Some of these optimizations, however, have some penalties and they must be enabled explicitly, see "Defines" for more details.

Deallocation and memory ownership

Enabling SCD makes the lifetime of a transaction unknown. It might be processed immediately, it might take 2ms before it's processed. This is why no memory can be stored on the caller's stack unless the calling application knows that its stack frame has a longer lifetime than the transaction (kvzRTP doesn't provide any tools to figure this out so it's very risky). This also means that once push_frame() is called with some memory chunk, kvzRTP owns that memory (meaning it cannot be deallocated by the calling application).

Another problem is that kvzRTP doesn't know what kind of memory is given to it: does the pointer point to stack or heap, or perhaps to a memory-mapped file? This "opaqueness" of the pointer makes deallocation a dangerous task which is why kvzRTP needs help from the application.

There are few ways to deal with this memory ownership/deallocation issue:

Provide deallocation callback function for the SCD:
- When SCD has processed the transaction, it will call the deallocation callback function which deallocates the memory properly
Use unique_ptr/shared_ptr
- This is the advised way of using push_frame() because it's the easiest both from application's and kvzRTP's viewpoint
Give RTP_COPY flag for push_frame()
- This will cause kvzRTP to make a copy of the memory chunk and deallocate it when it's done. The calling application can also deallocate the memory it gave to kvzRTP without worries. This is also a very simple way of dealing with the issue but it degrades performance.
Disable SCD
- This is not advised, but it completely eliminates the ownership/deallocation problem

If SCD is used, it's very important to use one of the aforementioned tactics when calling push_frame(). Below is listed three possible error conditions that can happen if application doesn't follow these rules.

Problem 1

If application doesn't provide a deallocation callback, doesn't use unique_ptr/shared_ptr and doesn't pass RTP_COPY to push_frame(), kvzRTP assumes that the pointer points to stack and won't do anything about it. If the memory is on the heap, this will leak a lot of memory.

Problem 2

If deallocation callback is provided, kvzRTP assumes that application won't deallocate the memory by itself. If the application decides to deallocate the memory without kvzRTP's permission anyway, kvzRTP's deallocation call will results in a double-free.

Problem 3

If the memory becomes invalid while the transaction is waiting/being processed, SCD will sent garbage. Application must not assume anything about the lifetime of the memory given to push_frame() and rather use "persistent" memory like heap or somehow ensure that the lifetime of memory won't expire while the transaction is being processed.

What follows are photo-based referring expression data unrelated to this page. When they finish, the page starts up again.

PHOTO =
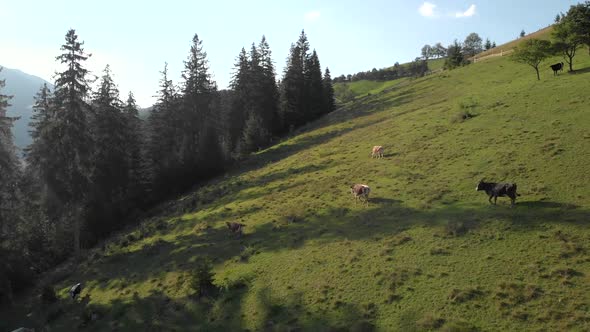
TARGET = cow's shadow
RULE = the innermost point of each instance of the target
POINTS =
(384, 201)
(546, 205)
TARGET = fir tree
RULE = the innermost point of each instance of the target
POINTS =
(313, 99)
(9, 170)
(110, 175)
(68, 166)
(293, 91)
(198, 116)
(488, 44)
(136, 164)
(238, 109)
(328, 90)
(163, 149)
(270, 89)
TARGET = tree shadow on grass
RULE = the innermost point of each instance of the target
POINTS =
(125, 271)
(157, 311)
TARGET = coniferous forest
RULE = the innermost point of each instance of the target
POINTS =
(94, 166)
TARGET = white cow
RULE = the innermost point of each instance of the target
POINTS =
(360, 191)
(377, 151)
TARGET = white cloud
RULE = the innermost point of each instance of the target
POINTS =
(468, 13)
(427, 9)
(312, 16)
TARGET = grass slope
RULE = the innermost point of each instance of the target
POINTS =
(544, 34)
(427, 253)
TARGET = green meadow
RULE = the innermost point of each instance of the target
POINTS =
(427, 253)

By adhering to the memory ownership/deallocation scheme presented above, the application can be sure that there will be no memory issues stemming from kvzRTP.

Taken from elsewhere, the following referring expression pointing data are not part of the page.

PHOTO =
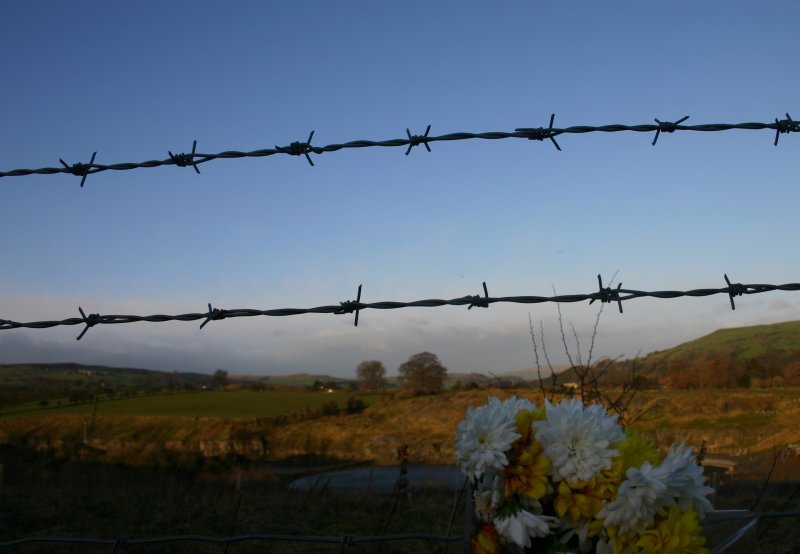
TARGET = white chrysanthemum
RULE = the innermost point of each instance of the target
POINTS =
(520, 527)
(577, 440)
(677, 482)
(683, 478)
(483, 438)
(487, 495)
(639, 498)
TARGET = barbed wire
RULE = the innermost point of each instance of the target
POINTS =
(298, 148)
(344, 541)
(603, 294)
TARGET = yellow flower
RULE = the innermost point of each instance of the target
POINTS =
(527, 474)
(487, 541)
(621, 542)
(679, 533)
(634, 451)
(577, 501)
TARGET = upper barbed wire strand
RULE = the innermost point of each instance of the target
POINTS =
(782, 126)
(617, 295)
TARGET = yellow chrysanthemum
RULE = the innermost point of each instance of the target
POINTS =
(634, 451)
(621, 542)
(679, 533)
(576, 501)
(527, 474)
(487, 541)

Optimistic fragment receiver (OFR)

kvzRTP features a special kind of fragment receiver that tries to minimize the number of copies. The number of copies is minimized by assuming that UDP packets come in order even though the protocol itself doesn't guarantee that (hence optimistic).

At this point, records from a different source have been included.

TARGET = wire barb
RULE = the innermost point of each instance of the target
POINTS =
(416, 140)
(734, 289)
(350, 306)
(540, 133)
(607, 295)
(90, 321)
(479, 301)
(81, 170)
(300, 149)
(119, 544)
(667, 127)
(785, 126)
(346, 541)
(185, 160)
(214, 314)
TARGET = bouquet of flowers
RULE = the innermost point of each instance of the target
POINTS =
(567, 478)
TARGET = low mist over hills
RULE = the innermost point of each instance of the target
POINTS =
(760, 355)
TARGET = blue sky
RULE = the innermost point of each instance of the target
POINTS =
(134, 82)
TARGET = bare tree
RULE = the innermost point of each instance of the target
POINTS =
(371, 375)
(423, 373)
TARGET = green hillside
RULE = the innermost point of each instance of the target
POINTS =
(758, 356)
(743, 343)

Though kvzRTP features an efficient receiver for HEVC that is able to reach the high goodput (~500 MB/s), it uses more CPU due to conservative assumptions about packet order. OFR reaches the same receive goodput but with 14% lower CPU usage and is thus recommended to be used for video conferencing situations with high bitrate and multiple participants.

Defines

Use __RTP_SILENT__ to disable all prints

Use NDEBUG to disable LOG_DEBUG which is the most verbose level of logging

Adding support for new media types

Adding support for new media types quite straight-forward:

add the payload to util.hh's RTP_FORMAT list
create files to src/formats/format_name.{cc, hh}
create namespace format_name inside namespace kvz_rtp
Add functions push_frame() and frame_receiver()
- You need to implement all (de)fragmentation required by the media type

See src/formats/hevc.cc and src/formats/hevc.hh for help when in doubt.